Auch Fichten und Buchen leiden – die vermehrten Trockenperioden und heissen Sommer machen ihnen zu schaffen. «Im Gegensatz zu den Fichten ist bei den Buchen die genetische Vielfalt gross», erklärt der Revierförster. «Wir haben die Hoffnung, dass sich die anpassungsfähigeren Exemplare durchsetzen und beispielsweise tiefer wurzeln. Bei der Verjüngung des Waldes setzen wir auf mehr naturnahe Artenvielfalt, damit er resistenter wird. Und wir setzen grosse Hoffnungen auf die Eichen, die um einiges hitzeresistenter sind als beispielsweise Buchen.» Der Limmattaler Wald der Zukunft wird weniger alt und natürlicher werden und aus mehr Laubbäumen bestehen, so seine Prognose.
Natur ins Quartier bringen
Eine zukunftsgerichtete Grünstrategie bringt die Vorteile des Waldes in die Siedlung – und entlastet somit auch die Waldgebiete. «Die grün-blaue Infrastruktur zählt zu den Infrastrukturen der Zukunft», ist Dunja Kovári-Binggeli überzeugt. Die Mitinhaberin von sa_partners, einer Agentur für Städtebau und Planung, kennt sich als ehemalige Planerin von Baden Regio bestens im Limmattal aus. Sie sieht eine grosse Chance darin, mit kleineren und grösseren Querspangen als attraktive Zufuhrsysteme den Wald mit den Quartieren zu verbinden.

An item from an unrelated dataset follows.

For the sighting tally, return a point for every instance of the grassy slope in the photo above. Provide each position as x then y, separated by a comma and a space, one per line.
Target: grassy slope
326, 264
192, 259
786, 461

Besonders geeignet dafür sind bestehende Bachläufe, die vermehrt von Grün gesäumt werden könnten, und die Bildung von sogenannten Tiny Forests – Kleinstwäldern – im Siedlungsgebiet. Gerade der Schatten von Bäumen mit grosser Krone kühlt die angrenzende Umgebung merklich. So wurden beispielsweise unter Bäumen beim Stadtzürcher Sechseläutenplatz Temperaturen von 26 Grad gemessen, während die Anzeige des Thermometers an versiegelten und sonnigen Stellen dieser Hitzeinsel auf stattliche 51 Grad kletterte. Zusammenhängende Grünflächen ab einer Grösse von einer Hektare sind nachweislich besonders wirkungsvoll.
Mensch und Natur rücken immer näher zusammen, auch im Limmattal. Der Wald bleibt ein unverzichtbarer Bestandteil unserer Umwelt und unserer Zukunft und es ist an uns, mit nachhaltiger Planung, Pflege und Bewirtschaftung ein harmonisches Zusammen sicherzustellen.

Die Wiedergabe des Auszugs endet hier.